# Homework 1: crack Alex's phone code

### Rules:
 - You should write the solution in this notebook and upload the completed notebook on Moodle by the deadline.
 - You are not allowed to work in groups, every student should submit their own notebook. If you submit two highly overlapping notebooks with another student, you will both be penalized.
 - The bonus questions are optional. They are not needed to get the full grade, but they can help you to get a higher grade.

### The setting

Your friend Alex wants to hide a secret code in a probability distribution. The probability density function is a piecewise linear distribution with parameters $0<a\le b$, defined as
$$p(x;a,b) = H(a,b) \begin{cases} \frac{x}{a} & \text{if } 0 \leq x \leq a, \\ \frac{b-x}{b-a} & \text{if } a \leq x \leq b, \\ 0 & \text{otherwise.} \end{cases}$$
where $H(a,b)$ is a normalization constant.

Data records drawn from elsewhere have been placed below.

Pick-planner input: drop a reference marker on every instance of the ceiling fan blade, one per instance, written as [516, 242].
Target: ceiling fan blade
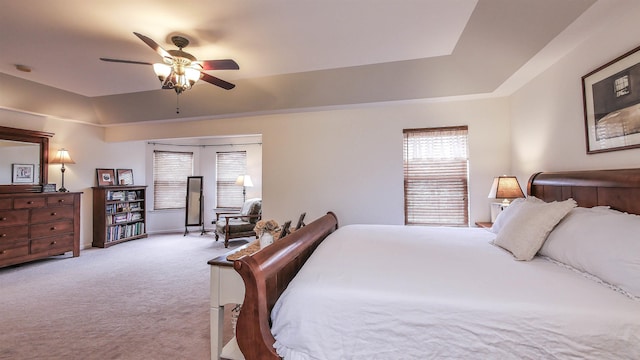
[218, 82]
[126, 61]
[154, 45]
[226, 64]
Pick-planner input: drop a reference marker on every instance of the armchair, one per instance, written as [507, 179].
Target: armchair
[234, 225]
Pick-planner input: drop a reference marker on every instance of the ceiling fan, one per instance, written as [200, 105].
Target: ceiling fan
[181, 70]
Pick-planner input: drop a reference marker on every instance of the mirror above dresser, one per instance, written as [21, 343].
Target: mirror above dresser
[24, 155]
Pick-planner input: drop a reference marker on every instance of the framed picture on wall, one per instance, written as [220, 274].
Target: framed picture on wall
[106, 177]
[611, 95]
[125, 176]
[22, 173]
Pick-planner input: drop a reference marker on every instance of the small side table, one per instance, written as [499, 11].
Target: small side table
[484, 224]
[227, 287]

Alex has choosen $a$ and $b$ such that they are the first two and the last two digits of his phone secret code, respectively.
For example, if their secret code is 1234, then $a=12$ and $b=34$. Alex stores some sample values of the distribution in a file called on their computer, thinking that nobody will be able to understand the distribution without the secret code.

You recently enrolled at EPFL and you are taking the course of _Fundamental of Inference and Learning_, and you want to prove that Alex's phone code is not safe. In this problem, your goal is to discover the secret code by studying the distribution.

## Part 1: Properties of the distribution

The distribution $p(x;a,b)$ is a valid distribution, i.e., it is normalized and it is non-negative. In this part, you will find many properties of the distribution.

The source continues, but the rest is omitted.